I suggest the addiction mechanism is controlled by the levels of DHEA that
are available for the neuronal tissues that are involved. A "drug"
attaches to a part of the brain. This reduces available receptors which
respond appropriately. I suggest this triggers recruitment of DHEA by
these brain parts for this purpose. Hence, DHEA levels are increased, the
tissues are activated by the extra DHEA. When the drug is used again, the
process is reinitiated, therefore, eventually requiring more drug. This is
also how I explain growth and development. The involvement of DHEA with
drugs of addiction has been reported. "These results showed that DHEAS
prevented the development of morphine tolerance and dependence and
suggested that the attenuating effects of DHEAS might result from the
regulation of c-fos mRNA expression, which is possibly involved the
signaling activation of ERK, but not of cAMP pathway." (Behav Brain Res
2004; 152: 243-5). This is a "rebound" mechanism, that is, receptors are
closed by drugs of abuse which causes the rebound which stimulates DHEA.

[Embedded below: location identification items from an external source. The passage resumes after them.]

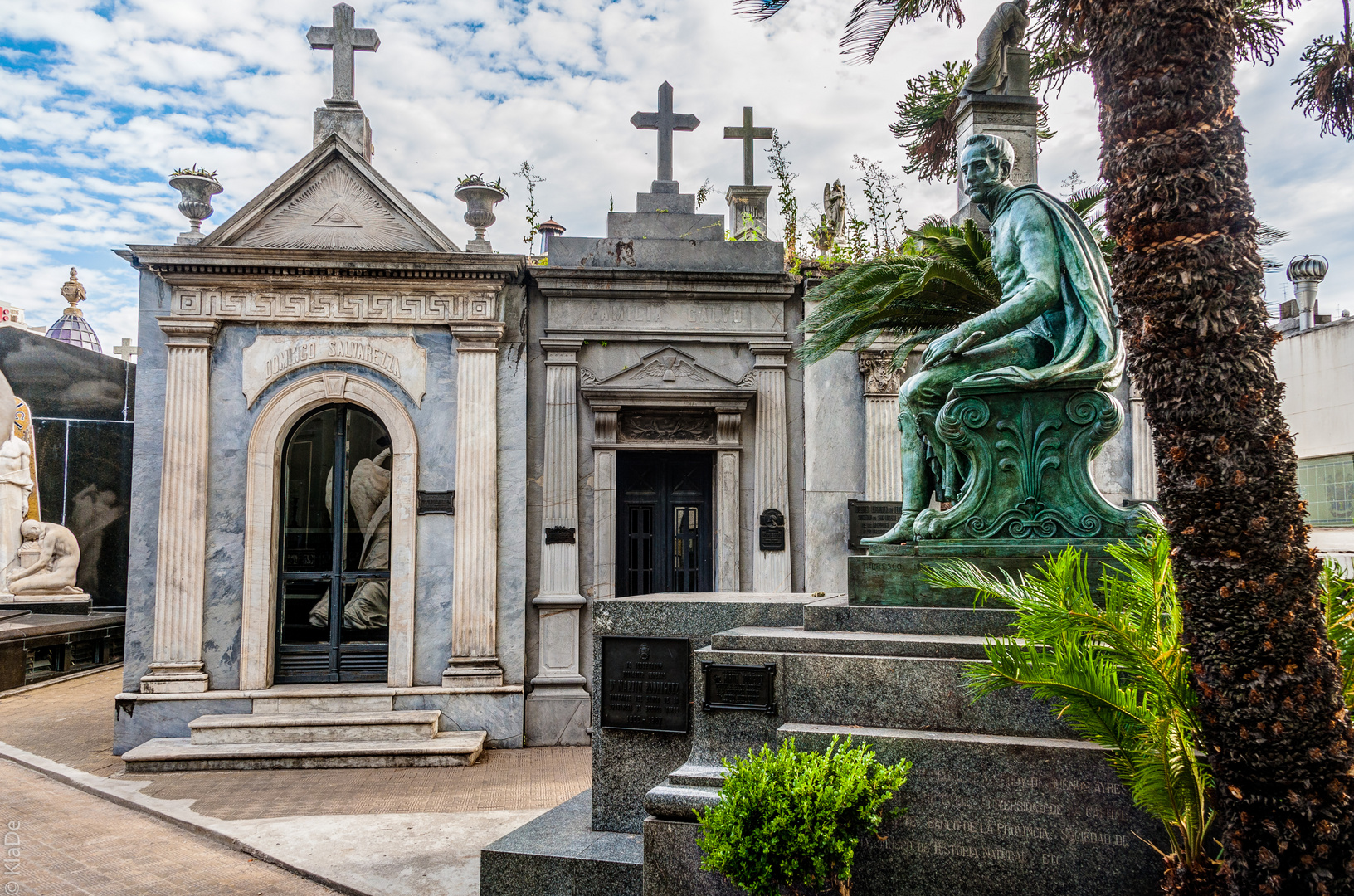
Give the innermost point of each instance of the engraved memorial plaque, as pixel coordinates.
(871, 519)
(646, 684)
(771, 531)
(436, 503)
(730, 686)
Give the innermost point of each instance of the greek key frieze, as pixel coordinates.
(331, 304)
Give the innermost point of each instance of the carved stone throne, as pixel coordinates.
(1016, 466)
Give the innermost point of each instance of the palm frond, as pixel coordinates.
(1338, 600)
(1109, 662)
(871, 21)
(1326, 84)
(945, 280)
(1259, 32)
(758, 10)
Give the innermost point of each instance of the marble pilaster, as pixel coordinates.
(1144, 452)
(771, 462)
(604, 501)
(180, 565)
(728, 433)
(558, 600)
(883, 441)
(475, 589)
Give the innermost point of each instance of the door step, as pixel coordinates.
(312, 727)
(182, 754)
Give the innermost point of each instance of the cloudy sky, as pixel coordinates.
(100, 100)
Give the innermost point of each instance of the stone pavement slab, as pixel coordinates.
(364, 831)
(72, 842)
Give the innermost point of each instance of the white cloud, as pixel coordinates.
(96, 107)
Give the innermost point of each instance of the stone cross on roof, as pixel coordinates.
(748, 134)
(343, 40)
(665, 124)
(126, 351)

Testosterone has this effect, that is, testosterone is reinforcing: "These
results indicate that testosterone at high doses causes central autonomic
depression, which may be a factor in deaths during self-administration. As
well, the depressive effects of large quantities of testosterone may be
mediated, at least in part, by an opioidergic mechanism." (Neuroscience
2005; 130: 971-81). In the foregoing quotation, an overdose of
testosterone shuts down the nervous system just as does an overdose of
morphine. Testosterone does produce an addictive effect: "?these data
support the hypothesis that testosterone is reinforcing."

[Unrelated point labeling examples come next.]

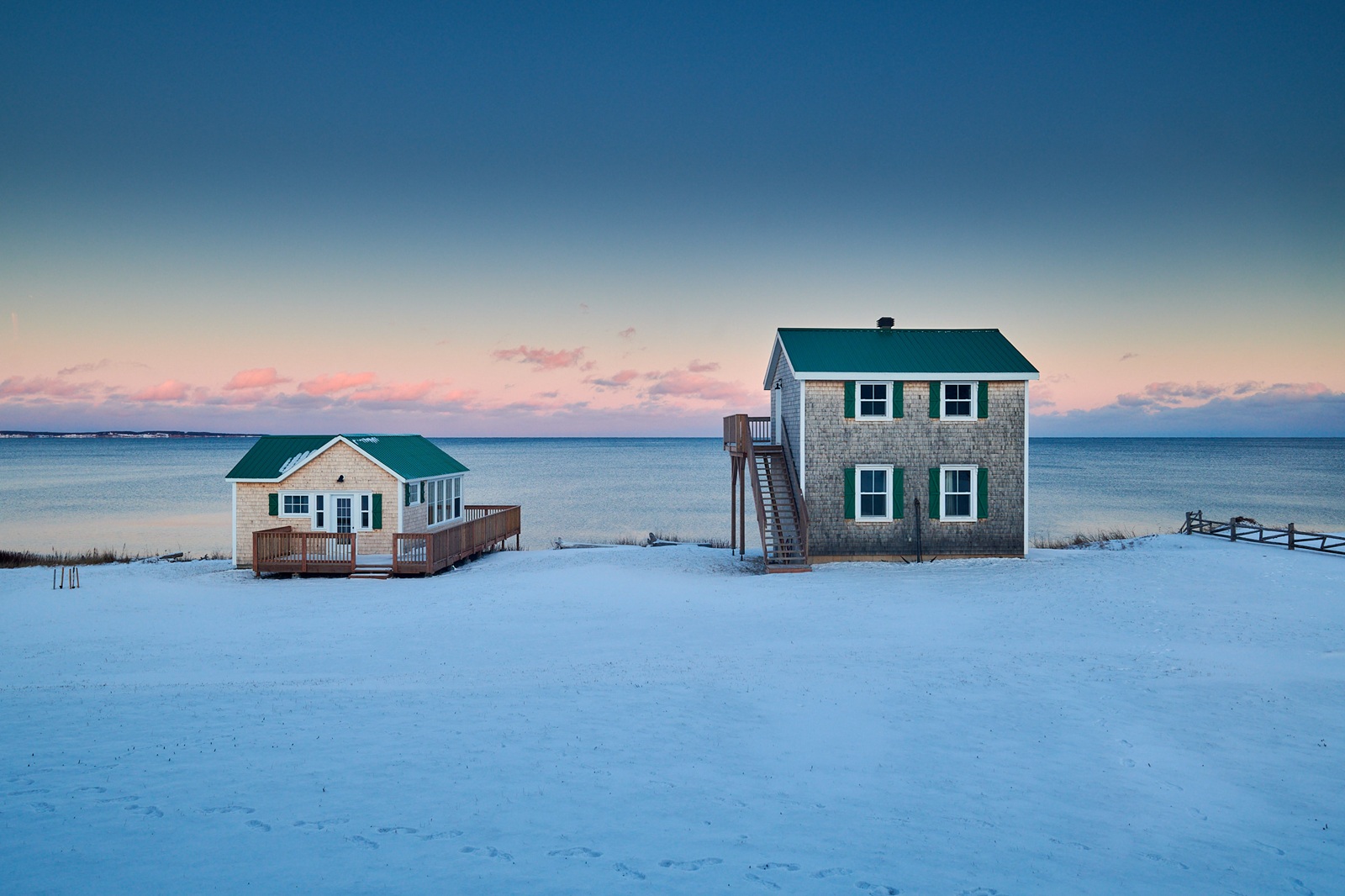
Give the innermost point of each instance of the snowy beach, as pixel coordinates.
(1163, 719)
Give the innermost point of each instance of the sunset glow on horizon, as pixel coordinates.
(580, 221)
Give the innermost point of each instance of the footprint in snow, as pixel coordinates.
(696, 864)
(763, 882)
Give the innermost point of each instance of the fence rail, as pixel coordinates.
(486, 526)
(282, 549)
(1246, 529)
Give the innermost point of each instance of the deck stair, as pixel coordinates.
(373, 571)
(780, 512)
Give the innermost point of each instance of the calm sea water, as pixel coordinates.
(168, 494)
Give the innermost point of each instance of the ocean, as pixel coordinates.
(161, 495)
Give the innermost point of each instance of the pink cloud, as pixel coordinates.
(616, 381)
(394, 392)
(17, 387)
(167, 390)
(255, 378)
(688, 383)
(542, 358)
(327, 383)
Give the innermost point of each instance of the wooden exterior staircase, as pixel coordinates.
(780, 510)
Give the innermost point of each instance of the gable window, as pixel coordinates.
(959, 485)
(873, 488)
(874, 400)
(295, 506)
(958, 400)
(444, 499)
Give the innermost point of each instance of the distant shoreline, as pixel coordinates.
(125, 434)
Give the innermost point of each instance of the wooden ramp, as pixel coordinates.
(780, 512)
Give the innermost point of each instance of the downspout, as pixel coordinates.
(1026, 541)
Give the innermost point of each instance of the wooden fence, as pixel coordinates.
(484, 528)
(282, 549)
(1244, 529)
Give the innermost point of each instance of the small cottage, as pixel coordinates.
(887, 444)
(362, 505)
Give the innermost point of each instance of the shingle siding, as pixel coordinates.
(914, 443)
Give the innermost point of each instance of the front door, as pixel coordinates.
(342, 512)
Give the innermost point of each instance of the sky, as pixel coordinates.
(588, 219)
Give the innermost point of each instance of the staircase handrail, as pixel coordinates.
(799, 503)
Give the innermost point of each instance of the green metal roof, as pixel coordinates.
(873, 351)
(408, 456)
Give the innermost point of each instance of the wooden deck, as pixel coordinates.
(486, 528)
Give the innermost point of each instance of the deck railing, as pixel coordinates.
(282, 549)
(483, 528)
(740, 430)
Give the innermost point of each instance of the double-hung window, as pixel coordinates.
(958, 400)
(295, 506)
(444, 499)
(873, 493)
(959, 488)
(874, 400)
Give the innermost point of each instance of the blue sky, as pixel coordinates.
(1149, 201)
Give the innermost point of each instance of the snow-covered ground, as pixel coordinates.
(1168, 719)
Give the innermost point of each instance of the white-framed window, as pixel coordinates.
(958, 493)
(444, 499)
(293, 505)
(873, 400)
(959, 401)
(873, 493)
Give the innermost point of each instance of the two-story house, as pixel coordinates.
(887, 444)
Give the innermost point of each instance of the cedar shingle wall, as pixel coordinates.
(316, 475)
(915, 443)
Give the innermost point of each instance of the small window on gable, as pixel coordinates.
(874, 400)
(958, 400)
(295, 506)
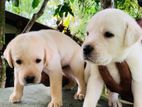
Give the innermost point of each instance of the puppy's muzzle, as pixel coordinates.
(29, 79)
(87, 50)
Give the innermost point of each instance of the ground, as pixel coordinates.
(39, 96)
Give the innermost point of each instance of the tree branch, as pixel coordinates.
(35, 17)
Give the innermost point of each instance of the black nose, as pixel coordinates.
(30, 79)
(87, 49)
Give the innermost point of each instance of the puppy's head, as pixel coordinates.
(27, 55)
(111, 35)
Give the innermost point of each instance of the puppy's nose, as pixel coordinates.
(87, 49)
(30, 79)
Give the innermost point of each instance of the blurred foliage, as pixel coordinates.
(72, 14)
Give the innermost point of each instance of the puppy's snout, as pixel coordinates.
(30, 79)
(87, 49)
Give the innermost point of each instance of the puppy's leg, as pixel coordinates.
(94, 90)
(18, 90)
(137, 93)
(113, 100)
(77, 67)
(55, 76)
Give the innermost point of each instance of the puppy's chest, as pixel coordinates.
(113, 71)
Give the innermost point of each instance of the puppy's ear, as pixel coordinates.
(133, 33)
(7, 55)
(47, 56)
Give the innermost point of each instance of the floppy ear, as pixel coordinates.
(7, 55)
(47, 56)
(133, 33)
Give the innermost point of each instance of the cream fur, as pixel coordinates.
(55, 50)
(125, 45)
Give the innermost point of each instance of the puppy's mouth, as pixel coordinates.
(29, 80)
(98, 60)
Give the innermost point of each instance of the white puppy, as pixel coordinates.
(47, 50)
(113, 36)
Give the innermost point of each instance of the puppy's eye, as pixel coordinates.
(19, 62)
(87, 33)
(38, 60)
(108, 35)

(Psychopharmacology (Berl) 2004; 171: 298-305). "We conclude that
pharmacologic testosterone activates select steroid-sensitive brain
regions, as well as midbrain areas involved in reinforcement of
commonly-abused drugs." (Psychoneuroendocrinology 2006; 31: 237-49). "In
particular, substance abuse, especially cocaine abuse or dependence and
alcoholism, is a far more common phenomenon in the population of patients
with bipolar affective disorder than in the general population. ?There is
evidence that bipolar disorder patients with substance abuse have a worse
course of illness." (J Clin Psychopharmacol 1992; 12 (1 Suppl): 17S-22S).

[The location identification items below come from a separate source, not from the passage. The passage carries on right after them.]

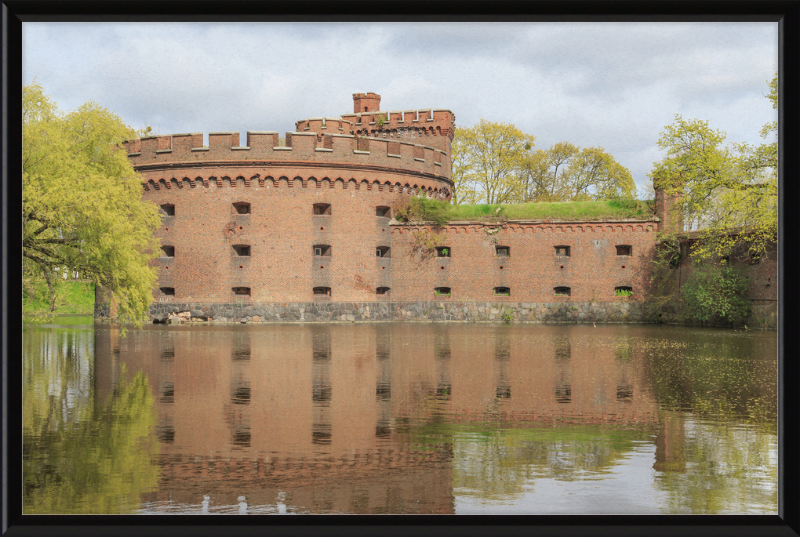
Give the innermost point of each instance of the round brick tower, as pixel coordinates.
(304, 222)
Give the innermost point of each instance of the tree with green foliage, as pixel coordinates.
(486, 159)
(729, 193)
(566, 172)
(82, 207)
(716, 293)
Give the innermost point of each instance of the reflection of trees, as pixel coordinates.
(729, 469)
(727, 463)
(718, 376)
(494, 464)
(80, 457)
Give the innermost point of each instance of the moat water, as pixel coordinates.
(398, 418)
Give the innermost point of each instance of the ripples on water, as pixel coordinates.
(398, 418)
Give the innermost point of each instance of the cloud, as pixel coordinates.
(613, 85)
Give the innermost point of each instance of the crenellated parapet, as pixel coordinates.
(433, 127)
(332, 149)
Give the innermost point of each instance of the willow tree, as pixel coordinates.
(82, 207)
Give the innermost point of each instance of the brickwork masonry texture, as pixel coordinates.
(305, 232)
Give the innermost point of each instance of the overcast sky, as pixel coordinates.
(613, 85)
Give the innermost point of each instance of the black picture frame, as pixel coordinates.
(786, 13)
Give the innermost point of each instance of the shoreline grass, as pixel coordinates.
(73, 297)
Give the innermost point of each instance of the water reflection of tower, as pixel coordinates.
(383, 385)
(166, 389)
(321, 433)
(502, 355)
(563, 359)
(240, 390)
(670, 440)
(441, 353)
(624, 355)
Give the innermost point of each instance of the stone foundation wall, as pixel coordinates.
(553, 312)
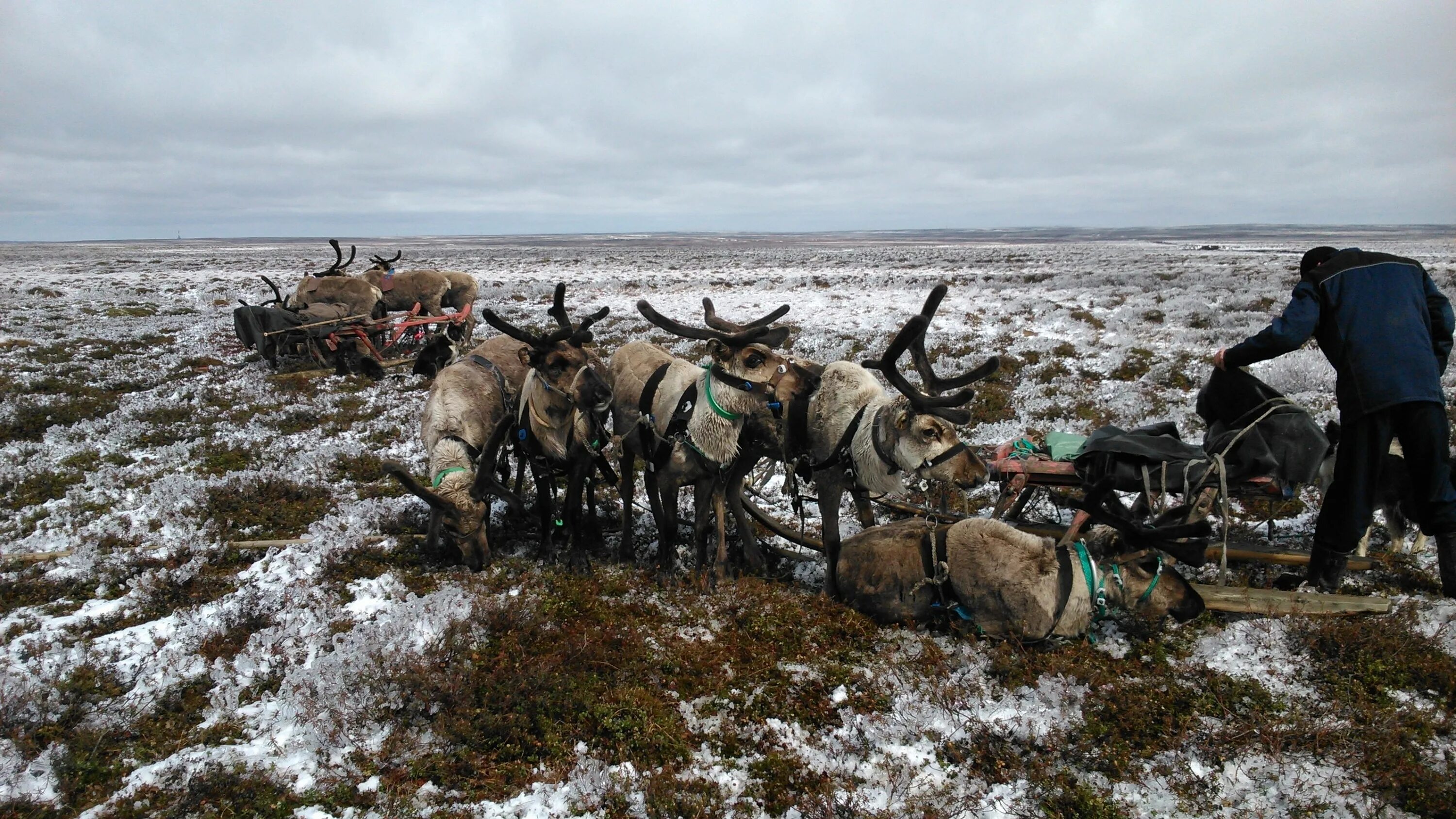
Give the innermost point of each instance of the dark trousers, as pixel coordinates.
(1363, 442)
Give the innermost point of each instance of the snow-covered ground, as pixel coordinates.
(140, 440)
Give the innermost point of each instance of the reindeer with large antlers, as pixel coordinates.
(864, 438)
(1017, 585)
(465, 421)
(561, 418)
(685, 421)
(334, 287)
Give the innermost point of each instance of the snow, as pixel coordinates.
(848, 296)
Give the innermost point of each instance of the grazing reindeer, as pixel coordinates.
(561, 418)
(1014, 585)
(465, 421)
(332, 287)
(862, 438)
(685, 421)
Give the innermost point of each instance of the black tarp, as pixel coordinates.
(1285, 442)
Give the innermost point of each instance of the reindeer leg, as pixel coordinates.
(576, 483)
(433, 534)
(625, 550)
(720, 514)
(702, 508)
(541, 475)
(867, 514)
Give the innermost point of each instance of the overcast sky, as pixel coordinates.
(145, 120)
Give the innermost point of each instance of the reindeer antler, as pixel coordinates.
(385, 262)
(737, 338)
(338, 260)
(712, 321)
(922, 404)
(934, 385)
(565, 332)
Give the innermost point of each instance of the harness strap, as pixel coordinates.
(708, 393)
(880, 450)
(960, 447)
(443, 473)
(500, 380)
(844, 450)
(1063, 588)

I suggest the individuals who exhibit bipolar disorder are addicted to
testosterone. That is, when testosterone is released in these individuals,
perhaps at ovulation to stimulate libido, their brains over-react with an
abundance of DHEA. This shows as extra DHEA during the luteal phase of the
cycle. This mechanism begins a cycle of DHEA use that results in
over-stimulation of the brain until the adrenal glands are exhausted. This
exhaustion of DHEA availability would be similar to that of cocaine or
methamphetamine use. "Chronic cocaine self-administration induced
elevation in brain DHEA, its sulfate ester, DHEAS, and pregnenolone. The
increased brain DHEA following cocaine self-administration may serve as a
compensatory protective mechanism geared to attenuate the craving for
cocaine. Such anti-craving activity is further enhanced by DHEA treatment
before and during cocaine self-administration." (Eur Neuropsychopharmacol
2005; Maayan, et al., in press at this writing).

The mania is due to overstimulation of testosterone with DHEA and the
depression is caused by exhaustion of the adrenal glands.